Tax Relief Available for Arkansas, Illinois, Kentucky and Tennessee Tornado Victims
The IRS is granting people and businesses impacted by the December storms and tornadoes more time to file and pay certain federal taxes.
Victims of the recent tornadoes in Arkansas, Illinois, Kentucky and Tennessee will get more time to file various individual and business tax returns and make federal tax payments, according to the IRS. Specifically, the tax relief is currently available to people affected by the storms, tornadoes and flooding that took place in those states starting on December 10 in the following counties:
- Arkansas – Craighead, Jackson, Mississippi, Poinsett and Woodruff Counties.
- Illinois – Bond, Cass, Coles, Effingham, Fayette, Jersey, Macoupin, Madison, Menard, Montgomery, Morgan, Moultrie, Pike and Shelby Counties.
- Kentucky – Barren, Breckinridge, Bullitt, Caldwell, Christian, Fulton, Graves, Grayson, Hart, Hickman, Hopkins, Logan, Lyon, Marion, Marshall, Meade, Muhlenberg, Ohio, Shelby, Spencer, Taylor, Todd and Warren Counties.
- Tennessee – Cheatham, Davidson, Decatur, Dickson, Dyer, Gibson, Henderson, Henry, Lake, Obion, Stewart, Sumner, Weakley and Wilson Counties.
Tax relief will also be extended to people in other locations that are later designated by the Federal Emergency Management Agency (FEMA) as a disaster area.
The IRS will also work with anyone who lives outside the affected areas, but whose tax records are in one of the tornado disaster areas. Call the IRS at 866-562-5227 if this applies to you. This includes workers assisting the disaster relief activities who are affiliated with a recognized government or philanthropic organization.
Which Deadlines Are Extended?
Various tax filing and payment deadlines from December 10, 2021, to May 15, 2022, are extended until May 16, 2022, for the storm and tornado victims. This includes the April 18, 2021, due date for filing a 2021 personal income tax return and paying 2021 taxes, and various business returns normally due March 15 and April 18. Tornado victims in the designated areas will also have until May 16 to make 2021 IRA contributions.
The victims will also get more time to make the quarterly estimated tax payments that are due on January 18 and April 18, 2022. As a result, impacted taxpayers who pay estimated taxes don't have to submit the fourth quarter payment for 2021 that's normally due January 18 and, instead, can simply include it with the 2021 tax return they file by May 16. The extension also means that farmers who would normally skip estimated payments and file their returns by March 1, 2022, can now wait until May 16 to file their 2021 return and pay any tax due.

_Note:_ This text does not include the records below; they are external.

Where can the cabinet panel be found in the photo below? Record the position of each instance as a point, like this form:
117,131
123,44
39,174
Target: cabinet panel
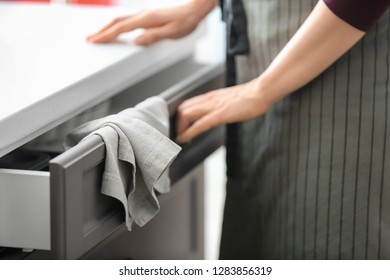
73,215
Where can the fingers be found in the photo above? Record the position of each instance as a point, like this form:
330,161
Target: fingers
188,116
153,35
205,123
197,115
126,24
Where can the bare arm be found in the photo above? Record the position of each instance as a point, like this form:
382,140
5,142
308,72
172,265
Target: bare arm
319,42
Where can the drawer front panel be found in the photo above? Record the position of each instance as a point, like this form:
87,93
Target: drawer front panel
24,209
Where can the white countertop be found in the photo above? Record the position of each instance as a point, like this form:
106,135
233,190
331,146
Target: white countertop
49,72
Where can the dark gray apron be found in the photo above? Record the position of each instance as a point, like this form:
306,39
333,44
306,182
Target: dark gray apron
311,178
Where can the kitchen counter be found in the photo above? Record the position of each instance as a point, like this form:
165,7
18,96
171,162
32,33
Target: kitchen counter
49,73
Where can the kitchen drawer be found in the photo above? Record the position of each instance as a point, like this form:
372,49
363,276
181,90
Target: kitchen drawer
62,210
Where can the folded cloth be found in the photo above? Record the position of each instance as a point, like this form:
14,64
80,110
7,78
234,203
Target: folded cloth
138,154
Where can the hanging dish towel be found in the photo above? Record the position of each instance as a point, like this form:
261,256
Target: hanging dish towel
138,154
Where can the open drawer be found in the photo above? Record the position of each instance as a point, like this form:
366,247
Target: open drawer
62,211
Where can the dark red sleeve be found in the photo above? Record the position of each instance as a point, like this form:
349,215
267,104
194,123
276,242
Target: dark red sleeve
361,14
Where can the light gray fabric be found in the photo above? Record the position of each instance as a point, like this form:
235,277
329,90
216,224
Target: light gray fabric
138,153
311,177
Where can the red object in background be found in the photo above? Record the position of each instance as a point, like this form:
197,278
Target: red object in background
82,2
40,1
94,2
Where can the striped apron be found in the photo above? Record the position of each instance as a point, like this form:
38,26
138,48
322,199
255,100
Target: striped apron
311,178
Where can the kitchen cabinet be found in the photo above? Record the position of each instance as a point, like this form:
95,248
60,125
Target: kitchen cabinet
60,213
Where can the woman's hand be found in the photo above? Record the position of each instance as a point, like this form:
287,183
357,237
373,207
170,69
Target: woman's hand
227,105
168,23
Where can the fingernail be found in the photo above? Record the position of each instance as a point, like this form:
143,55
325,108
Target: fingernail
140,40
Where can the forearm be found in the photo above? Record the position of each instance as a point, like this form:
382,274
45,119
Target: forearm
320,41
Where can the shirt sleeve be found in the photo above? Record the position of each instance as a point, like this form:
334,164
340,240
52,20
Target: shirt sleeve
361,14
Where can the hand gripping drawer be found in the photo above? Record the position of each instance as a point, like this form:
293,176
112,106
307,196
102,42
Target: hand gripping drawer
62,211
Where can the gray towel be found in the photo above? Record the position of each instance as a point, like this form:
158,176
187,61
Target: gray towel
138,153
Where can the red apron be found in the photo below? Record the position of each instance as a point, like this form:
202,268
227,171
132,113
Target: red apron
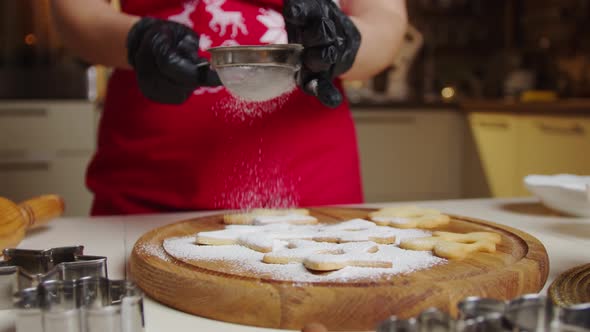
214,152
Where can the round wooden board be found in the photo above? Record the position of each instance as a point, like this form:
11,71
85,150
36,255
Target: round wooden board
519,266
571,287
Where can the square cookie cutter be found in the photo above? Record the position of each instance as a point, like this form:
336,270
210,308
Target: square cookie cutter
61,289
531,313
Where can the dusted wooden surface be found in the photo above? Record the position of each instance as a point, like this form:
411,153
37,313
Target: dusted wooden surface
572,287
519,266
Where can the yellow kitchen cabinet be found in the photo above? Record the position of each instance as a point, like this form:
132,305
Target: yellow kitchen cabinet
552,145
496,137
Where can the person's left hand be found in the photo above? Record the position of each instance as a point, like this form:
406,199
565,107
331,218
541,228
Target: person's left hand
330,40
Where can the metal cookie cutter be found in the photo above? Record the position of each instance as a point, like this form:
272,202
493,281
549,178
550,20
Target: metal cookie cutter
60,289
531,313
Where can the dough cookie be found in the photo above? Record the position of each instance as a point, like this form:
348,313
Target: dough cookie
271,216
454,245
409,217
329,257
263,238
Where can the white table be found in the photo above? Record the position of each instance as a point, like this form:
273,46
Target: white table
565,238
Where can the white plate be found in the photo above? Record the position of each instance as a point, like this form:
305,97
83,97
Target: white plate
569,194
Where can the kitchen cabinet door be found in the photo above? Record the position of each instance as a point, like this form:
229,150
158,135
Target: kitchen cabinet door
409,155
47,125
496,140
64,175
45,147
553,145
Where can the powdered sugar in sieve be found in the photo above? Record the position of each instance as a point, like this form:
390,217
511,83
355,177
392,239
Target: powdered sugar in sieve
257,83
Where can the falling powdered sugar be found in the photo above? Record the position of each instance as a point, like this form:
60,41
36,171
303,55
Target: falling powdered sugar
235,109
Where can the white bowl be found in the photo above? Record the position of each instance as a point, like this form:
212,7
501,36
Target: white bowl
569,194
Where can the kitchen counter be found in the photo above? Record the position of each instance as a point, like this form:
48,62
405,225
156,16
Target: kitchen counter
565,106
565,238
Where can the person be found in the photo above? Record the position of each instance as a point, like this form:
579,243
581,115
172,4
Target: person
172,139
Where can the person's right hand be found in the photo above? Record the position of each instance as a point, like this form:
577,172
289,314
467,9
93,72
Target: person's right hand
164,56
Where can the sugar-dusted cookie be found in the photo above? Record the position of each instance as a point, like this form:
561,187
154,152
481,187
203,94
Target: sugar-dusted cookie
454,245
263,238
409,217
270,216
329,256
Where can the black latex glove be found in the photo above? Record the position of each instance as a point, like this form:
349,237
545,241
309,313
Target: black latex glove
164,56
330,40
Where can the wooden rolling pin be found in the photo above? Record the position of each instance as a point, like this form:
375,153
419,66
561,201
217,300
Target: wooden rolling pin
16,219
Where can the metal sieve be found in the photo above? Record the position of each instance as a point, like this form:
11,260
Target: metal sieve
257,73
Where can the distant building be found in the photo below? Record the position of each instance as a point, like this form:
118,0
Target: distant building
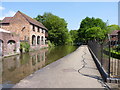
29,29
9,43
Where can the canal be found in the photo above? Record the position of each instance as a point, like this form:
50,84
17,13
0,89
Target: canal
15,68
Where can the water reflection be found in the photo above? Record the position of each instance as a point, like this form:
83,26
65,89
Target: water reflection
18,67
15,68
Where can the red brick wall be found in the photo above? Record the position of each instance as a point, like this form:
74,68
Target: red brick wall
18,25
5,37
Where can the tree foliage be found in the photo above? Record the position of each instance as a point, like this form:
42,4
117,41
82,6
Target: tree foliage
57,28
91,28
74,35
112,28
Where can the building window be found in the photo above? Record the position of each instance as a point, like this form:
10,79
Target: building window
42,41
38,29
38,40
33,28
33,40
42,31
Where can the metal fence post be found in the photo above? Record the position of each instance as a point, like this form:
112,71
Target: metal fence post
109,59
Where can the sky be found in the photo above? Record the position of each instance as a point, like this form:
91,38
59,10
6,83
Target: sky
72,12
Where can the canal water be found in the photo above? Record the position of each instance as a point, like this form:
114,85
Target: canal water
15,68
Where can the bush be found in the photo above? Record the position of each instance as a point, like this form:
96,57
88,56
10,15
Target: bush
50,44
24,46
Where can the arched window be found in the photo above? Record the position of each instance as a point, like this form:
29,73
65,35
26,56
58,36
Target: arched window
38,40
33,40
42,40
11,42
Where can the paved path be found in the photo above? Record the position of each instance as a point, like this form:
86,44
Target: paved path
76,70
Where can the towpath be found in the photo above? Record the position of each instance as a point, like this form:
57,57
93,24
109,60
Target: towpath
76,70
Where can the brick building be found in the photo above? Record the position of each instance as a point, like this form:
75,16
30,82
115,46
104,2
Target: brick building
114,36
29,29
9,43
119,37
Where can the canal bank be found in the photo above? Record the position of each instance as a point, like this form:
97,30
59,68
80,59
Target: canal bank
76,70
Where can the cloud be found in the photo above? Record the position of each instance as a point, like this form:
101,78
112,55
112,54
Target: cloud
1,8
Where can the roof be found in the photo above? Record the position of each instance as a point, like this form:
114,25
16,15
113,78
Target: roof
6,20
29,19
2,30
115,32
32,21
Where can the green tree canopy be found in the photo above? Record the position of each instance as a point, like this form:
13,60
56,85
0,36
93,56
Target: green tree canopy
112,28
57,28
90,26
74,35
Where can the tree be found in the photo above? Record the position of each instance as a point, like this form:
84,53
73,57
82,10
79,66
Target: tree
74,35
112,28
95,33
87,24
57,28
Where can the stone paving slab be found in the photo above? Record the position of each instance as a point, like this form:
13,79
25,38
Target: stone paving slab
76,70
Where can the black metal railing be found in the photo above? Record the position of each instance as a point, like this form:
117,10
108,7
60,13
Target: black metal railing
107,53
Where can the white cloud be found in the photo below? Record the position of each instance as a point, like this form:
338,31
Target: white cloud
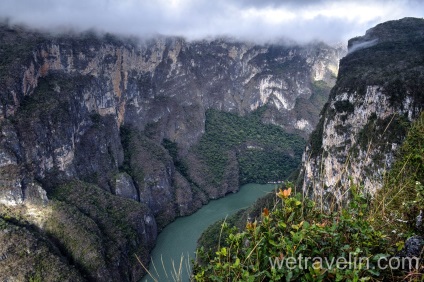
258,20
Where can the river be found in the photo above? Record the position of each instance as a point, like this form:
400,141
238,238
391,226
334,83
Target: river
178,239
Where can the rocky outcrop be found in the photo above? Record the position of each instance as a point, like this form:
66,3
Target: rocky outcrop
379,91
83,112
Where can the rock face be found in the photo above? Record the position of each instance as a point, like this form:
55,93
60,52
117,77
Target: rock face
81,109
379,91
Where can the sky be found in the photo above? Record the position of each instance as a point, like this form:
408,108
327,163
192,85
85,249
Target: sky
331,21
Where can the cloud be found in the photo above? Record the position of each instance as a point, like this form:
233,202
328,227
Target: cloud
255,20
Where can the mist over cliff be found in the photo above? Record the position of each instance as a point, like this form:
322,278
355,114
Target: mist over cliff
109,138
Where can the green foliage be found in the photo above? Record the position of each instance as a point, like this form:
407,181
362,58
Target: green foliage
264,152
294,228
399,201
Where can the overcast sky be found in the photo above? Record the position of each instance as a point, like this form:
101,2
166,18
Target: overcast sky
258,20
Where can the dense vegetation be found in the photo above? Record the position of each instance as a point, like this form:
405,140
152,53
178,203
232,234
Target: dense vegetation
371,231
264,152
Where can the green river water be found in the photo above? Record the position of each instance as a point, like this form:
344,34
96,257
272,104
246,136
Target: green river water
178,239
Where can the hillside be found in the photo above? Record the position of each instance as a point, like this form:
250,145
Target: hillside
105,140
358,211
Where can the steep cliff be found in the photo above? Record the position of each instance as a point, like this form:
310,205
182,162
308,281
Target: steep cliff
101,136
379,91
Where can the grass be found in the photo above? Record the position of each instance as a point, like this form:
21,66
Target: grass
373,228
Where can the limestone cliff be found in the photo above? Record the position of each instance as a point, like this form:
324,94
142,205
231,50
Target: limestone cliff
379,91
84,111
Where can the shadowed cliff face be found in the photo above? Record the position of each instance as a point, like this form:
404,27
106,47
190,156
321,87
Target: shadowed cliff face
379,91
82,109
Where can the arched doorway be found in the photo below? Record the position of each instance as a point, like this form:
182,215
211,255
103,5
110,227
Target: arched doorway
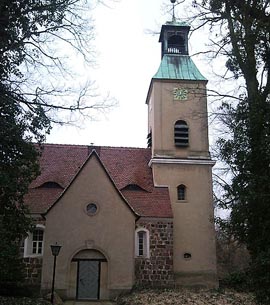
91,269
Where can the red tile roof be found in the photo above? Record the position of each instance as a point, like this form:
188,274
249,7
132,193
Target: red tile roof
126,166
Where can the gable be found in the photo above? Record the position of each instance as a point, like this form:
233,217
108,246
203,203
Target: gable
125,167
91,183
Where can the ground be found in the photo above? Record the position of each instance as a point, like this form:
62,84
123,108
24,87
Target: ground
161,297
186,297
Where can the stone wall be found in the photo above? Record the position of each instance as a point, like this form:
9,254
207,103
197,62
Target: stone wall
33,268
157,270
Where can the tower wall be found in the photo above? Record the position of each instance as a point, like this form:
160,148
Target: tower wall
164,111
194,236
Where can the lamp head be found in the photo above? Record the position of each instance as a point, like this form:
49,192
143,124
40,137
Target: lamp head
55,249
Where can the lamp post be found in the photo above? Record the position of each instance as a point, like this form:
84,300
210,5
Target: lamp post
55,251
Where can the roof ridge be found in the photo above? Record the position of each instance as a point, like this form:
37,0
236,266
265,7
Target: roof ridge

The due date for quarterly payroll and excise tax returns normally due on January 31 and May 2, 2022, are pushed back to May 16 for the tornado victims, too. Penalties on payroll and excise tax deposits due from December 10 to December 26 will also be waived as long as the deposits are made by December 27, 2021.
Taxpayers don't need to contact the IRS to get this relief. However, if an affected person receives a late filing or late payment penalty notice from the IRS, he or she should call the number on the notice to have the penalty abated.
Deduction for Damaged or Lost Property
Arkansas, Illinois, Kentucky and Tennessee storm and tornado victims may be able to claim a tax deduction for unreimbursed damaged or lost property. To do so, they typically must itemize and file Schedule A with their tax return. However, victims who claim the standard deduction may still be able to deduct their losses if they can claim them as business losses on Schedule C.
The deduction can be claimed on either a 2020 tax year return or a 2021 return (which is due next year). In either case, you must write the FEMA declaration number on the return claiming the deduction. Those numbers are:
- Arkansas – DR-4633-AR;
- Illinois – 3577EM;
- Kentucky – 4630DR; and
- Tennessee – DR-4637-TN (3576EM for victims in Decatur and Dyer Counties).
We also recommend writing "Arkansas Severe Storms and Tornadoes," "Illinois Tornado," "Kentucky Tornado" or "Tennessee Severe Storms, Straight-Line Winds and Tornadoes" in bold letters at the top of the form if you're claiming a disaster loss on your 2020 return. See IRS Publication 547 for details.
If you decide to claim a deduction for the 2020 tax year, you can amend your 2020 return by filing Form 1040X. For this purpose, you must file your amended prior-year return no later than six months after the due date for filing your current-year return (without extensions) for the year in which the loss took place. So, for Arkansas, Illinois, Kentucky or Tennessee storm or tornado losses in 2021, you would need to file an amended 2020 return by October 17, 2022.